La protección pasiva contra incendios consiste en una serie de elementos constructivos y productos que evitan el inicio del fuego, impiden o retrasan su propagación. De esta manera se facilita la evacuación de las personas además de evitar que el fuego afecte gravemente al edificio.
La protección pasiva contra incendios esta regulada por las normativas "Código Técnico de la Edificación" (para edificación residencial y no residencial), y "Reglamento de Seguridad contra incendios" (RSCIEI) (para establecimientos e instalaciones de uso industrial). En ellas se determina la resistencia al fuego que debe alcanzar diferentes elementos de construcción.
La nomenclatura, que se utiliza en los elementos constructivos para indicar su resistencia al fuego, es la siguiente:
- R: Capacidad de soportar cargas. Tiempo durante el cual el elemento mantiene su resistencia estructural ante la acción del fuego.

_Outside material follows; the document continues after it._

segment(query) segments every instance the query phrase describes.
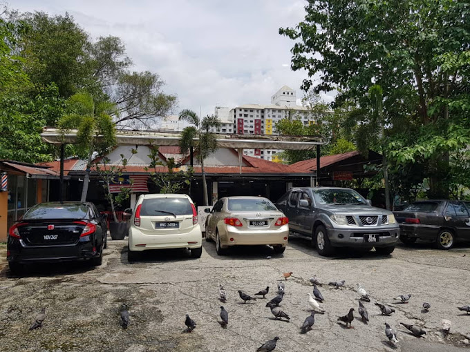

- E: Integridad (no aparición de fisuras). Tiempo durante el cual el elemento impide el paso de las llamas y la producción de gases calientes en la cara expuesta al fuego.
- I: Aislamiento térmico. Tiempo durante el cual el elemento cumple su función de aislante térmico para que no se produzcan temperaturas excesivamente elevadas en la cara no expuesta al fuego.
A esta nomenclatura se añadirá los minutos de resistencia al fuego que el elemento constructivo alcanza:
R(t): tiempo por el cual la estructura o elemento soporte (vigas y pilares) cumple su capacidad de soportar cargas.
EI(t): tiempo por el cual un sistema de compartimentación (paredes, techos, sellados) mantiene su capacidad de integridad y aislamiento térmico.
REI(t): tiempo por el cual un muro de carga o forjado mantiene su función portante, capacidad de integridad y aislamiento térmico.